The Prince Of Highland Park (4 page)

Evelyn Chapter Five

 

Getting up early I drove to the lakeside trying to clear my head and figure out what I should do about Ryan.  I walked down to the lake slipping off my sandals and sinking my feet in the sand, enjoying the way it feels between my toes.  The few nice days we get in the springtime here in Chicago calls for celebration. The sun is shining and the temp is cool, perfect for this time of year.  I plop my butt on the sand watching the waves rolling on the lake, knowing I’ll only be here for around three months or so before I have to leave.

 

I am starting UCF in the fall. I was hoping to find a part-time job that will work around my studies to help with the expense.  I must say I am a little scared to go away to school, especially knowing that I know Ryan is going to the same school.  This may sound weird, but I want to see him and scared to death at the same time.  It’s times like these when it’s the hardest accepting that Kevin was no longer here.  I know I should try and let go, but I can’t.  He was everything that meant something to me.  I can’t see pass it; I’m just not ready to let him go.  He would know how to make this transition better.  Now I’m lost trying to find my way in this fucked up place alone, not knowing where to start.   He would know how to calm and reassure me that everything would be ok.  Kevin had sacrificed his schooling to stay home and raise me, after what happen to my parents.  Thinking of school brought a smile to my face because Julie and I will be roomies. At least I’ll have my best friend sharing a room with me and not some stranger with bad habits.

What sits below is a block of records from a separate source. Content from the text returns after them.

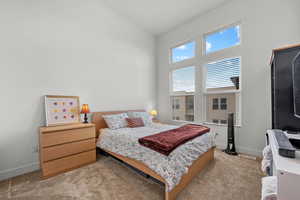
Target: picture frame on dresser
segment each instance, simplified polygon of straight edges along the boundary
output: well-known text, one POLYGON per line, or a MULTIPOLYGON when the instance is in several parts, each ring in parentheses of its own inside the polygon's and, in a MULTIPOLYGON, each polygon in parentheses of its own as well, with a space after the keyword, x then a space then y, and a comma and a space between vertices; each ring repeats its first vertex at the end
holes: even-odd
POLYGON ((78 96, 45 95, 46 126, 80 123, 78 96))

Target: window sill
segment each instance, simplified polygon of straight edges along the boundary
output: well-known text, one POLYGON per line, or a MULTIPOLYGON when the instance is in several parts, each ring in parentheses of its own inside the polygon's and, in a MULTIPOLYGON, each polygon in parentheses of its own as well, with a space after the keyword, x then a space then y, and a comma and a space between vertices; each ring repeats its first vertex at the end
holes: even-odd
POLYGON ((190 123, 190 124, 196 124, 195 122, 191 122, 191 121, 184 121, 184 120, 176 120, 176 119, 172 119, 172 122, 178 122, 178 123, 190 123))
POLYGON ((231 94, 231 93, 240 93, 241 89, 238 90, 215 90, 215 91, 204 91, 204 95, 209 95, 209 94, 231 94))
MULTIPOLYGON (((202 124, 213 125, 213 126, 224 126, 224 127, 228 126, 227 124, 215 124, 215 123, 211 123, 211 122, 203 122, 202 124)), ((234 127, 242 128, 242 125, 234 125, 234 127)))
MULTIPOLYGON (((227 124, 215 124, 210 122, 190 122, 190 121, 183 121, 183 120, 171 120, 176 123, 190 123, 190 124, 197 124, 197 125, 212 125, 212 126, 221 126, 227 127, 227 124)), ((242 125, 234 125, 236 128, 242 128, 242 125)))

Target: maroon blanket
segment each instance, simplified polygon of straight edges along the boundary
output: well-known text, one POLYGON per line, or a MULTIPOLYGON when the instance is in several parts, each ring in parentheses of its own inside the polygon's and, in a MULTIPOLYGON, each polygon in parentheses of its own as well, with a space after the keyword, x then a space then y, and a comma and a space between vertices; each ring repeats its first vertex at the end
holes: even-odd
POLYGON ((206 126, 187 124, 176 129, 139 138, 139 143, 154 151, 169 155, 179 145, 203 135, 209 130, 206 126))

Remembering when I got my acceptance letter from UCF, I screamed… Kevin ran from the living room asking
, “What’s wrong baby girl?” I handed him the letter of acceptance watching as he read it, waiting for his reaction.  When he looked up I saw the pride written on his face.  He reach over embracing me in a bear hug, so tight I think my breath was about to be cut off.  I needed to know if he was ok with me going so far away from him, knowing what he gave up for me.  When he let go we jumped up and down in the kitchen excited, I got a full academic scholarship. I was beyond excited. I picked up my phone and dialed Jules, and when I heard her voice, I screamed; telling her I got into UCF on a full ride. I was going on and on when I stopped and said, “What! Did you just say you got in UCF…please tell me I’m not hearing things.”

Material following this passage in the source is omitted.